Что бы ни думал Лин Дуань, эта палатка была не для него одного. Всех заключённых держали в военном лагере, и, независимо от звания, в палатках по двенадцать человек в каждой. В палатках не было ни кроватей, ни ламп. Лишь немногие заключённые с особым статусом получали лучшее обращение. Лин Дуань подвергался такому обращению в основном потому, что был Призрачным гонщиком под началом Тань Цзи. Однако другой заключённый, живший с ним, был несколько странным. Этим человеком был Ли Ху, командир отряда в лагере Ши Ин. Несмотря на свою храбрость, он был безрассуден и имел низкий ранг.

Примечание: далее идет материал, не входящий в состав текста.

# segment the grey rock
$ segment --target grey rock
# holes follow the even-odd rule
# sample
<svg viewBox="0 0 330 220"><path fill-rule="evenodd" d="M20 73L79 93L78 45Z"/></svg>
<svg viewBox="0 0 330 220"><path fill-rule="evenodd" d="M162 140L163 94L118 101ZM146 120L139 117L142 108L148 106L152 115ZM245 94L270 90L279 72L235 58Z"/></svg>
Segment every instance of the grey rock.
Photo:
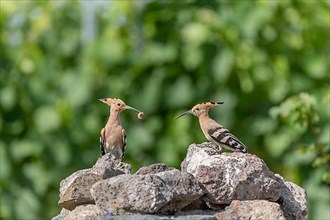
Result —
<svg viewBox="0 0 330 220"><path fill-rule="evenodd" d="M219 154L213 144L192 144L181 169L203 185L210 207L232 200L277 201L281 196L281 184L274 173L252 154Z"/></svg>
<svg viewBox="0 0 330 220"><path fill-rule="evenodd" d="M52 220L94 220L101 216L102 213L96 205L81 205L72 211L63 208Z"/></svg>
<svg viewBox="0 0 330 220"><path fill-rule="evenodd" d="M177 212L174 215L175 219L195 219L195 220L216 220L215 214L217 212L213 210L192 210L192 211L184 211ZM173 219L173 218L172 218Z"/></svg>
<svg viewBox="0 0 330 220"><path fill-rule="evenodd" d="M179 211L204 195L204 191L198 181L189 173L175 169L155 175L159 176L167 184L169 191L172 193L171 200L158 210L159 213Z"/></svg>
<svg viewBox="0 0 330 220"><path fill-rule="evenodd" d="M60 214L57 216L53 217L52 220L64 220L65 216L67 216L70 213L70 210L67 210L65 208L62 208Z"/></svg>
<svg viewBox="0 0 330 220"><path fill-rule="evenodd" d="M69 210L82 204L94 204L90 189L96 182L129 173L130 169L129 164L120 162L111 154L106 154L98 159L93 168L78 170L61 181L58 204Z"/></svg>
<svg viewBox="0 0 330 220"><path fill-rule="evenodd" d="M60 183L60 200L58 204L68 210L73 210L82 204L93 204L94 199L90 188L102 180L102 176L92 169L79 170Z"/></svg>
<svg viewBox="0 0 330 220"><path fill-rule="evenodd" d="M216 149L216 145L212 142L204 142L202 144L191 144L188 147L187 155L181 163L181 170L187 171L188 165L189 170L195 170L191 167L192 164L197 166L201 163L204 158L208 158L212 155L220 155L221 153ZM197 160L197 161L196 161Z"/></svg>
<svg viewBox="0 0 330 220"><path fill-rule="evenodd" d="M280 205L266 200L234 200L225 211L215 216L218 220L285 220Z"/></svg>
<svg viewBox="0 0 330 220"><path fill-rule="evenodd" d="M175 215L118 215L118 216L104 216L96 220L216 220L214 216L216 212L196 210L193 212L179 212Z"/></svg>
<svg viewBox="0 0 330 220"><path fill-rule="evenodd" d="M171 197L166 184L154 175L116 176L96 183L91 193L103 212L115 215L155 213Z"/></svg>
<svg viewBox="0 0 330 220"><path fill-rule="evenodd" d="M103 179L120 174L129 174L131 173L131 169L132 166L130 164L117 160L111 153L103 155L93 166L93 170L102 175Z"/></svg>
<svg viewBox="0 0 330 220"><path fill-rule="evenodd" d="M91 193L103 212L115 215L172 213L203 195L199 183L179 170L120 175L96 183Z"/></svg>
<svg viewBox="0 0 330 220"><path fill-rule="evenodd" d="M173 170L175 168L168 167L164 163L155 163L149 166L141 167L138 171L136 171L136 175L146 175L146 174L156 174L163 171Z"/></svg>
<svg viewBox="0 0 330 220"><path fill-rule="evenodd" d="M287 220L308 219L306 191L298 185L285 181L282 176L275 174L282 184L281 209Z"/></svg>
<svg viewBox="0 0 330 220"><path fill-rule="evenodd" d="M192 144L181 169L158 163L133 175L131 165L106 154L61 182L64 208L52 220L308 218L305 190L255 155Z"/></svg>

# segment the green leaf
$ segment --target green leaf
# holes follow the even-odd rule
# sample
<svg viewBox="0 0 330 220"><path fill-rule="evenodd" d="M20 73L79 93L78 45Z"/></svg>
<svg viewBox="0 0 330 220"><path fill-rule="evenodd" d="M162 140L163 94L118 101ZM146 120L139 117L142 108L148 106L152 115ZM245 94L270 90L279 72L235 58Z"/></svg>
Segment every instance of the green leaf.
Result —
<svg viewBox="0 0 330 220"><path fill-rule="evenodd" d="M0 141L0 182L3 183L11 175L12 168L10 161L8 160L8 149L5 147L5 143ZM2 184L0 184L2 185Z"/></svg>
<svg viewBox="0 0 330 220"><path fill-rule="evenodd" d="M225 84L230 76L234 64L231 50L222 50L213 60L213 75L215 80Z"/></svg>
<svg viewBox="0 0 330 220"><path fill-rule="evenodd" d="M11 110L16 102L16 91L13 86L6 86L0 89L0 104L1 107Z"/></svg>
<svg viewBox="0 0 330 220"><path fill-rule="evenodd" d="M40 133L47 133L57 130L60 127L60 117L52 106L37 108L34 114L36 128Z"/></svg>
<svg viewBox="0 0 330 220"><path fill-rule="evenodd" d="M32 140L15 140L10 145L11 157L19 162L26 157L40 157L43 152L43 146L40 142Z"/></svg>

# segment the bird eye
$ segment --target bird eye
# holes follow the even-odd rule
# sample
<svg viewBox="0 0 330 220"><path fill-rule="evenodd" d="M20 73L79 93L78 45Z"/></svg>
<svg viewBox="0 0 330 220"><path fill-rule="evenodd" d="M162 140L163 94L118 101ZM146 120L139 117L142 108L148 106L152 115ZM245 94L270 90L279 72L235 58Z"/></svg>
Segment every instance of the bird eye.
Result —
<svg viewBox="0 0 330 220"><path fill-rule="evenodd" d="M120 106L120 103L117 103L118 106Z"/></svg>
<svg viewBox="0 0 330 220"><path fill-rule="evenodd" d="M199 111L199 108L196 108L197 111Z"/></svg>

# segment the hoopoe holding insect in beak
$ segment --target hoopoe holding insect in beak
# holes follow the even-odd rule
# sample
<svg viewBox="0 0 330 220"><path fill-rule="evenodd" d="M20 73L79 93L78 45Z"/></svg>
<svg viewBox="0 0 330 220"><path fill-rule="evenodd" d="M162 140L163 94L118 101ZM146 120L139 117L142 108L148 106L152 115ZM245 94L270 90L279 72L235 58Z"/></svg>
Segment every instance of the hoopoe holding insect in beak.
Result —
<svg viewBox="0 0 330 220"><path fill-rule="evenodd" d="M110 106L110 116L100 136L102 156L111 152L117 159L122 160L125 154L126 132L120 123L120 113L126 109L133 110L138 112L138 118L142 119L143 112L126 105L120 99L104 98L99 101Z"/></svg>
<svg viewBox="0 0 330 220"><path fill-rule="evenodd" d="M218 145L220 151L222 147L225 147L232 151L247 153L246 146L239 141L238 138L232 135L228 129L209 117L209 109L221 104L223 104L223 102L205 102L197 104L191 110L178 115L175 119L187 114L197 116L205 137L207 140Z"/></svg>

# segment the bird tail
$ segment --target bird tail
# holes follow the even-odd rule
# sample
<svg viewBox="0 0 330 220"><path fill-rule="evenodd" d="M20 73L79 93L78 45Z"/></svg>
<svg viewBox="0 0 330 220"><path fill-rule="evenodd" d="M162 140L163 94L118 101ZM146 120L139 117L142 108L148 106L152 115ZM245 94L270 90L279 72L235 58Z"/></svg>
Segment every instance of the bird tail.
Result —
<svg viewBox="0 0 330 220"><path fill-rule="evenodd" d="M220 146L223 146L232 151L239 151L247 153L246 146L238 140L233 134L231 134L224 127L218 127L216 129L211 129L208 131L210 137Z"/></svg>

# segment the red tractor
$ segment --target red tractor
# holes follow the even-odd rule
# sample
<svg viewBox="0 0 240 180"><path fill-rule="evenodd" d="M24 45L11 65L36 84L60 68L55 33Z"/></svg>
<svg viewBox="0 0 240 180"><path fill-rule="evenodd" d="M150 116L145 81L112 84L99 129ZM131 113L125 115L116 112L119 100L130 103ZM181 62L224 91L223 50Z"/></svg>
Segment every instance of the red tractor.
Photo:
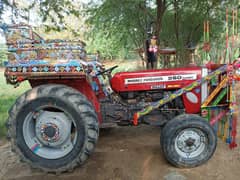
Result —
<svg viewBox="0 0 240 180"><path fill-rule="evenodd" d="M202 79L216 67L112 76L117 66L104 69L82 60L81 41L43 40L27 25L2 28L7 82L28 80L32 87L9 110L8 137L12 150L32 167L71 170L91 155L100 128L140 123L163 128L162 153L177 167L195 167L213 155L217 135L200 114L209 90Z"/></svg>

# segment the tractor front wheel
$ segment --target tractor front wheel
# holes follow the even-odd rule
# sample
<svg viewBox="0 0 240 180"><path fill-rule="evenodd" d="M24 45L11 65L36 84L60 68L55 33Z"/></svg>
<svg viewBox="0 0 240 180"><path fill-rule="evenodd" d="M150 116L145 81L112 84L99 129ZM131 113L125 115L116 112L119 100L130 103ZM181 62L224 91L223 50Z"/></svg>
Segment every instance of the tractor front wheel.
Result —
<svg viewBox="0 0 240 180"><path fill-rule="evenodd" d="M98 139L92 104L64 85L42 85L22 96L9 111L12 149L34 168L70 171L83 164Z"/></svg>
<svg viewBox="0 0 240 180"><path fill-rule="evenodd" d="M202 117L177 116L161 132L161 148L167 161L177 167L196 167L208 161L215 152L217 136Z"/></svg>

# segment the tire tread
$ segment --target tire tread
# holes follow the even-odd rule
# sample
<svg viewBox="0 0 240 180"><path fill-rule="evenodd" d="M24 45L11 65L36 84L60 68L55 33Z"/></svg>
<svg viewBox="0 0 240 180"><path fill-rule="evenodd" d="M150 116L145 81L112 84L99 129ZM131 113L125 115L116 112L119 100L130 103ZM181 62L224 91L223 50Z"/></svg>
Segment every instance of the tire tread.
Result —
<svg viewBox="0 0 240 180"><path fill-rule="evenodd" d="M57 98L62 98L73 104L73 106L75 106L75 109L77 109L79 113L83 114L82 120L84 121L86 130L83 148L81 150L81 153L79 153L75 159L73 159L71 162L69 162L63 167L57 169L50 169L39 166L37 163L34 163L31 160L27 159L16 143L17 115L21 111L22 107L31 101L32 96L54 96ZM82 165L85 162L87 157L93 152L98 140L99 125L93 105L80 92L65 85L47 84L28 90L16 100L15 104L10 108L8 113L9 118L6 123L8 128L7 134L10 138L12 149L15 150L15 152L20 156L20 159L30 164L32 168L38 168L43 170L44 172L53 172L59 174L65 171L72 171L72 169L74 169L76 166ZM88 129L90 129L94 133L89 133Z"/></svg>

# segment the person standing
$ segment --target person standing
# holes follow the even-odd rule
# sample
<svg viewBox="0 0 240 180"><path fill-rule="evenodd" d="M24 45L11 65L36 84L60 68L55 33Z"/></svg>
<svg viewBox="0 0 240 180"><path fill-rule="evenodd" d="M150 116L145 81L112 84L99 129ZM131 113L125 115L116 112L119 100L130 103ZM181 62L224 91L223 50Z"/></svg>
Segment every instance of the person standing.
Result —
<svg viewBox="0 0 240 180"><path fill-rule="evenodd" d="M96 52L95 61L100 62L100 51Z"/></svg>
<svg viewBox="0 0 240 180"><path fill-rule="evenodd" d="M152 36L151 39L146 40L147 69L157 68L157 53L157 37Z"/></svg>

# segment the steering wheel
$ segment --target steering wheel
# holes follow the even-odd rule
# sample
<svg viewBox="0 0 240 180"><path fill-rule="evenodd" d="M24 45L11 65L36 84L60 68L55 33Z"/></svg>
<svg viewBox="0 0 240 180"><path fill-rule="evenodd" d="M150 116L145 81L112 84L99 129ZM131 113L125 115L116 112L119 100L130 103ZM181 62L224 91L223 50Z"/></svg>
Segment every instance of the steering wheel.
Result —
<svg viewBox="0 0 240 180"><path fill-rule="evenodd" d="M105 73L107 73L107 72L111 73L111 72L112 72L114 69L116 69L117 67L118 67L118 65L113 66L113 67L110 67L110 68L108 68L108 69L106 69L106 70L104 70L104 71L101 71L101 72L97 73L96 76L105 74Z"/></svg>

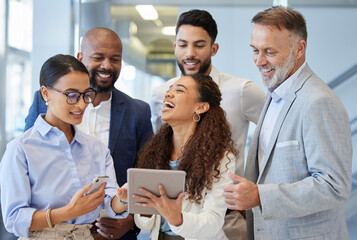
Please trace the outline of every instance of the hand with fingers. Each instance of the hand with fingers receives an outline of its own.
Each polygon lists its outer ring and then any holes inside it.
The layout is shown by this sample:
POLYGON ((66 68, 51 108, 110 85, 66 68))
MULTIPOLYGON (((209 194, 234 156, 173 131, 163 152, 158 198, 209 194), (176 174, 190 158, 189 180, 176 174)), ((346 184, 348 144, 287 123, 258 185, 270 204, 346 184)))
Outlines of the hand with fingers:
POLYGON ((119 202, 128 203, 128 183, 125 183, 122 187, 117 189, 117 195, 119 202))
POLYGON ((96 192, 86 195, 85 193, 89 191, 91 186, 92 184, 84 186, 67 204, 66 207, 70 209, 69 212, 75 216, 73 218, 92 212, 102 204, 105 197, 106 183, 104 183, 96 192))
POLYGON ((117 195, 112 199, 111 207, 115 213, 122 213, 128 209, 127 184, 117 189, 117 195))
POLYGON ((234 184, 224 186, 223 197, 229 209, 247 210, 260 206, 258 186, 244 177, 228 171, 234 184))
POLYGON ((98 218, 95 225, 98 227, 97 232, 102 237, 118 239, 134 227, 134 217, 128 215, 124 219, 98 218))
POLYGON ((140 200, 140 203, 135 203, 138 206, 154 208, 156 209, 168 223, 174 226, 180 226, 183 222, 181 208, 182 199, 185 193, 182 192, 176 199, 170 199, 167 197, 165 189, 162 185, 159 185, 160 196, 140 188, 140 191, 145 196, 134 195, 134 198, 140 200))

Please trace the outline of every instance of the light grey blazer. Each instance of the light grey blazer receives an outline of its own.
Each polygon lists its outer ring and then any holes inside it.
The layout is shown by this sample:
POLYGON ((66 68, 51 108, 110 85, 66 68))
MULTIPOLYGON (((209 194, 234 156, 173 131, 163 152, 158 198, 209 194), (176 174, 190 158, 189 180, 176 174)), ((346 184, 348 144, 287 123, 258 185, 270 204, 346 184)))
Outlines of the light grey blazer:
POLYGON ((245 171, 258 184, 261 201, 247 213, 249 238, 349 239, 343 205, 351 189, 352 141, 345 108, 306 64, 285 99, 259 172, 259 134, 270 99, 245 171))

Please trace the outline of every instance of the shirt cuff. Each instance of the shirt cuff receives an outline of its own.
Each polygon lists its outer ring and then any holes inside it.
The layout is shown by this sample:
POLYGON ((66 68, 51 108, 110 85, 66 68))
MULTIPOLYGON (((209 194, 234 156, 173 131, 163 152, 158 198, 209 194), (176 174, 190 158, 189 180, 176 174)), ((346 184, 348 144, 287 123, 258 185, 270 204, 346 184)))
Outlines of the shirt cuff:
POLYGON ((112 203, 114 196, 115 196, 115 194, 113 196, 106 195, 104 198, 104 208, 107 211, 108 217, 115 218, 115 219, 126 218, 129 215, 129 212, 127 210, 122 213, 116 213, 112 209, 111 203, 112 203))

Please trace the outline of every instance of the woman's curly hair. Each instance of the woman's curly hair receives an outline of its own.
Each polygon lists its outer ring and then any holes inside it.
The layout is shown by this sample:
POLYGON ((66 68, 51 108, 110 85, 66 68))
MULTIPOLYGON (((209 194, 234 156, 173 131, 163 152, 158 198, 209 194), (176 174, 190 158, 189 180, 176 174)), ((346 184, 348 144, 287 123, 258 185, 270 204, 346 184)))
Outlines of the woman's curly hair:
MULTIPOLYGON (((199 102, 207 102, 210 108, 200 115, 194 134, 182 149, 179 170, 186 172, 186 192, 189 199, 200 203, 204 188, 212 189, 219 180, 220 163, 224 154, 238 152, 231 138, 231 130, 220 107, 221 92, 209 76, 192 75, 197 85, 199 102)), ((170 169, 173 151, 172 128, 165 123, 139 154, 137 167, 151 169, 170 169)), ((228 156, 227 156, 228 157, 228 156)), ((232 159, 229 159, 231 161, 232 159)))

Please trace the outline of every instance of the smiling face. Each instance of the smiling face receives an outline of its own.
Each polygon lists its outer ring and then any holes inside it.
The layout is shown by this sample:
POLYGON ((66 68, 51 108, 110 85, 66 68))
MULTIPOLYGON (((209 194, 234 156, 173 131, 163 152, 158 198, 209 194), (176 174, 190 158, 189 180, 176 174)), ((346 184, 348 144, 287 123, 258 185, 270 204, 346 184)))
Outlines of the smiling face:
POLYGON ((292 36, 286 28, 255 24, 251 46, 253 60, 262 75, 263 83, 274 90, 304 63, 306 42, 292 36))
MULTIPOLYGON (((70 72, 59 78, 52 87, 63 92, 85 92, 90 89, 89 78, 82 72, 70 72)), ((49 124, 60 128, 62 125, 77 125, 82 122, 84 110, 88 106, 83 95, 76 104, 70 105, 62 93, 45 86, 41 87, 41 92, 43 98, 48 101, 45 120, 49 124)))
POLYGON ((78 60, 88 69, 92 88, 110 92, 121 70, 122 43, 107 30, 97 31, 83 39, 78 60))
POLYGON ((172 124, 192 124, 193 114, 200 114, 197 84, 191 76, 177 80, 166 92, 163 101, 162 120, 172 124))
POLYGON ((213 43, 201 27, 181 25, 174 44, 177 64, 183 75, 211 72, 211 57, 216 55, 218 44, 213 43))

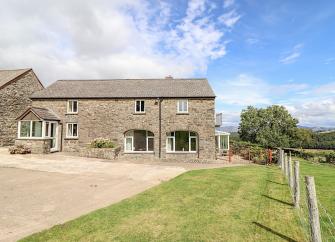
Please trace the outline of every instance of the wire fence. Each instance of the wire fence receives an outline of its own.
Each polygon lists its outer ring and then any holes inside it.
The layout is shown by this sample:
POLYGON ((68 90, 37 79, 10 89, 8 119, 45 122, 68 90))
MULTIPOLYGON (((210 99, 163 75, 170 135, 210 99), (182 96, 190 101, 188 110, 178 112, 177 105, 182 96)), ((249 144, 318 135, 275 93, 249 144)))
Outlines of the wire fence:
MULTIPOLYGON (((295 183, 290 176, 294 176, 295 171, 293 171, 293 163, 291 159, 291 155, 285 155, 283 151, 279 151, 280 157, 279 157, 279 165, 282 167, 283 175, 287 178, 287 182, 289 185, 289 190, 291 193, 291 197, 293 202, 299 201, 298 206, 296 206, 296 214, 299 219, 299 224, 302 229, 302 233, 304 236, 304 240, 306 241, 317 241, 313 239, 312 236, 312 221, 311 221, 311 209, 308 205, 308 196, 307 196, 307 185, 305 184, 305 177, 304 174, 301 174, 300 171, 298 171, 299 179, 298 182, 301 184, 298 186, 300 193, 295 192, 295 183), (285 166, 285 167, 284 167, 285 166), (285 172, 289 170, 289 172, 285 172), (292 184, 293 181, 293 184, 292 184), (299 196, 299 199, 296 200, 296 196, 299 196)), ((296 161, 295 161, 296 162, 296 161)), ((299 166, 298 166, 299 167, 299 166)), ((294 169, 296 169, 296 166, 294 166, 294 169)), ((299 169, 299 168, 298 168, 299 169)), ((295 179, 295 178, 294 178, 295 179)), ((317 177, 316 177, 317 179, 317 177)), ((316 198, 317 199, 317 198, 316 198)), ((319 218, 319 229, 321 231, 321 238, 322 241, 330 241, 335 242, 335 219, 334 215, 332 215, 328 210, 327 207, 325 207, 320 199, 317 199, 317 210, 318 210, 318 218, 319 218)))

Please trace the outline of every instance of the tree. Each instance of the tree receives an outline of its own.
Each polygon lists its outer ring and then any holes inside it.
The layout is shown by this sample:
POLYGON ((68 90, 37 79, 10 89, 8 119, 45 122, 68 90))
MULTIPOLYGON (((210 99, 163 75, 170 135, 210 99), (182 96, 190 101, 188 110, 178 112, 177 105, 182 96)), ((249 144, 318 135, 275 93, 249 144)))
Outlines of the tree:
POLYGON ((314 133, 310 129, 298 128, 294 134, 294 140, 291 144, 296 148, 309 148, 314 145, 314 133))
POLYGON ((243 141, 264 147, 288 147, 294 140, 298 120, 283 106, 249 106, 242 110, 238 133, 243 141))

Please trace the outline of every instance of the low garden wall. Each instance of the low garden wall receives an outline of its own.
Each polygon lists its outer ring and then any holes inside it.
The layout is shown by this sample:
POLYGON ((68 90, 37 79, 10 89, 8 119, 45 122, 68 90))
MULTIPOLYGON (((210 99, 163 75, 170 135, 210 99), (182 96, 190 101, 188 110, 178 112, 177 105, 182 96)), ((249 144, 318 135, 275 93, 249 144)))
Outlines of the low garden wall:
POLYGON ((31 150, 32 154, 50 153, 51 139, 16 139, 15 146, 23 145, 31 150))
POLYGON ((119 157, 121 148, 92 148, 92 147, 81 147, 79 149, 79 155, 90 158, 100 158, 107 160, 115 160, 119 157))

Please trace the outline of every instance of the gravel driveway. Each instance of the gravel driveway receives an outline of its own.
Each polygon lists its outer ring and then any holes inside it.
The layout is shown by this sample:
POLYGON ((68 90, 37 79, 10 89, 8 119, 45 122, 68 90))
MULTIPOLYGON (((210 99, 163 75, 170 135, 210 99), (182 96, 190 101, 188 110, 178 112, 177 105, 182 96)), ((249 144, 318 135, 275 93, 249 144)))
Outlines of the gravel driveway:
POLYGON ((0 148, 0 241, 74 219, 142 192, 187 169, 0 148))

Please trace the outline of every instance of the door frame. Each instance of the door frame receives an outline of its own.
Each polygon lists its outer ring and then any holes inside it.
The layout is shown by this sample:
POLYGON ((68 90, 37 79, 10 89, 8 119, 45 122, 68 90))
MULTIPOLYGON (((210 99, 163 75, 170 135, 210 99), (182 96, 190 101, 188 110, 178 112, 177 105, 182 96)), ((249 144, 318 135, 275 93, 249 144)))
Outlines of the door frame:
POLYGON ((49 129, 50 129, 50 139, 55 139, 55 147, 52 148, 50 145, 50 152, 57 152, 59 151, 59 122, 57 121, 49 121, 49 129), (55 136, 51 137, 51 124, 55 124, 56 125, 56 129, 55 129, 55 136))

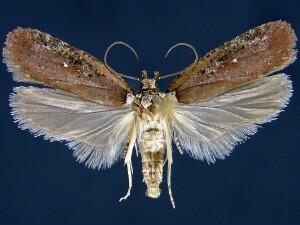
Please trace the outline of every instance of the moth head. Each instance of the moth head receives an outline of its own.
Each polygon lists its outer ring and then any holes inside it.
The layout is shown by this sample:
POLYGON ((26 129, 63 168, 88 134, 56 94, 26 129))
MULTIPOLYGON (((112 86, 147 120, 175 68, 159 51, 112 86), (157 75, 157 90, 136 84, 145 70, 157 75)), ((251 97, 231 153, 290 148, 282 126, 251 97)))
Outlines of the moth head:
POLYGON ((154 71, 154 78, 153 79, 148 79, 147 71, 143 70, 142 71, 142 89, 143 90, 148 90, 148 89, 156 89, 156 81, 159 79, 159 72, 154 71))

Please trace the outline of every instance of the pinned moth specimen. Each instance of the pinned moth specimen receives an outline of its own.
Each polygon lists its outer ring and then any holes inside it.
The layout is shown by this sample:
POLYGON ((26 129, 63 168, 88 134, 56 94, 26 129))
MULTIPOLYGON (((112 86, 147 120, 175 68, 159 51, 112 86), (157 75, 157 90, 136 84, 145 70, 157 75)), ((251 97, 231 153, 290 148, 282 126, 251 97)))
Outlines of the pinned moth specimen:
POLYGON ((142 159, 146 195, 158 198, 167 167, 171 203, 172 142, 180 153, 214 163, 256 133, 260 124, 277 118, 292 95, 288 75, 275 74, 296 59, 296 37, 283 21, 263 24, 198 57, 177 73, 153 79, 121 74, 106 61, 30 28, 7 35, 3 59, 17 82, 10 106, 15 122, 35 136, 64 141, 79 162, 108 168, 119 159, 132 188, 134 149, 142 159), (157 82, 176 76, 167 91, 157 82), (141 83, 133 91, 124 78, 141 83), (34 86, 35 84, 44 87, 34 86))

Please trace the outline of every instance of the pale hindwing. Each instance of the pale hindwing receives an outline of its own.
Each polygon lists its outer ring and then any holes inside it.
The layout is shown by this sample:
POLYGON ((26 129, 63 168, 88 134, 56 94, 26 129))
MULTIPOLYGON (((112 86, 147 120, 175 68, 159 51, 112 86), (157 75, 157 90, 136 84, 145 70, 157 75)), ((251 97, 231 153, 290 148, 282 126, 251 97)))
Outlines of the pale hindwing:
POLYGON ((66 141, 79 162, 98 169, 122 156, 134 123, 129 105, 108 107, 48 88, 17 87, 10 106, 20 128, 66 141))
POLYGON ((175 141, 192 157, 213 163, 276 119, 288 104, 292 84, 285 74, 260 78, 196 104, 178 104, 172 113, 175 141))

Почему его специально заключили в тюрьму? Однако этот человек был подчиненным Ши Ина, а Тань Цзи и Ши Ин были в ссоре, поэтому Лин Дуань не стал его беспокоить. Только когда мужчина пришел в себя и самодовольно заявил, что его, военного начальника Даюна, маркиза Чусяна, сбросили в воду. Хотя ему не удалось убить его, Ли Ху все еще был очень доволен собой. Теперь Лин Дуань понял. Он посмотрел на этого глупца с жалостью. Хотя он не знал, кто такой этот маркиз Чусян, было очевидно, что лечение ран этого парня было прелюдией к его страданиям, как откорм свиньи перед убоем. Но, подумав об этом, он решил не рассказывать этому недалеким людям о его мрачном будущем. В конце концов, их жизни больше не принадлежали им; Знание ничего бы не изменило. Он позволил ему наслаждаться покоем ещё несколько дней.
Погруженный в раздумья, кто-то вошёл. Это был молодой человек в синих одеждах, с утончёнными чертами лица, с лёгкой женственностью, но выражение его было ледяным, отчуждённым, как снежинки в холодную зиму. Лин Дуань взглянул на него и снова лёг. Этот человек часто приходил в последние дни. Как ни странно, каждый раз он лишь спрашивал о их ранах, обменивался несколькими непринуждёнными словами и уходил. Его отношение было равнодушным, но без тени презрения. Каждый раз он приносил превосходные лекарства и изысканную еду. Лин Дуань заметил, что с тех пор, как этот человек стал частым, число охраняющих его солдат, казалось, увеличилось, и все они относились к нему с большим уважением.
Из этого Лин Дуань понял, что личность этого человека, несомненно, была необычной. Однако, когда он спросил солдат снаружи, все они дрожали от страха, и никто из них не хотел говорить об этом человеке.
Хотя этот человек был дружелюбен, Лин Дуань не горел желанием приближаться к нему. Возможно, благодаря многолетнему опыту боевых действий, Лин Дуань был чрезвычайно чувствителен к опасности. Он чувствовал, что, несмотря на изысканную внешность и отсутствие кровожадности в выражении лица, этот человек не ценит человеческую жизнь.
Что касается Ли Ху, то ему, похоже, тоже не нравилось его присутствие. Дело было не в том, что он был особенно умён; Лин Дуань однажды подслушал, как Ли Ху пробормотал что-то о «женщине», что говорило о его грубой и хамской натуре, которая не позволяла ему терпеть существование такого человека.
Однако сегодня появление этого человека отличалось от обычного. Его руки были пусты, и он ничего не нес. Хотя он молчал, Лин Дуань чувствовал исходящий от него холод, исходящий от самых костей.
Он невольно горько улыбнулся про себя. Этот человек, вероятно, готов был сегодня снять маску. Он с жалостью взглянул на Ли Ху; Лин Дуань чувствовал, что цель этого человека — не он.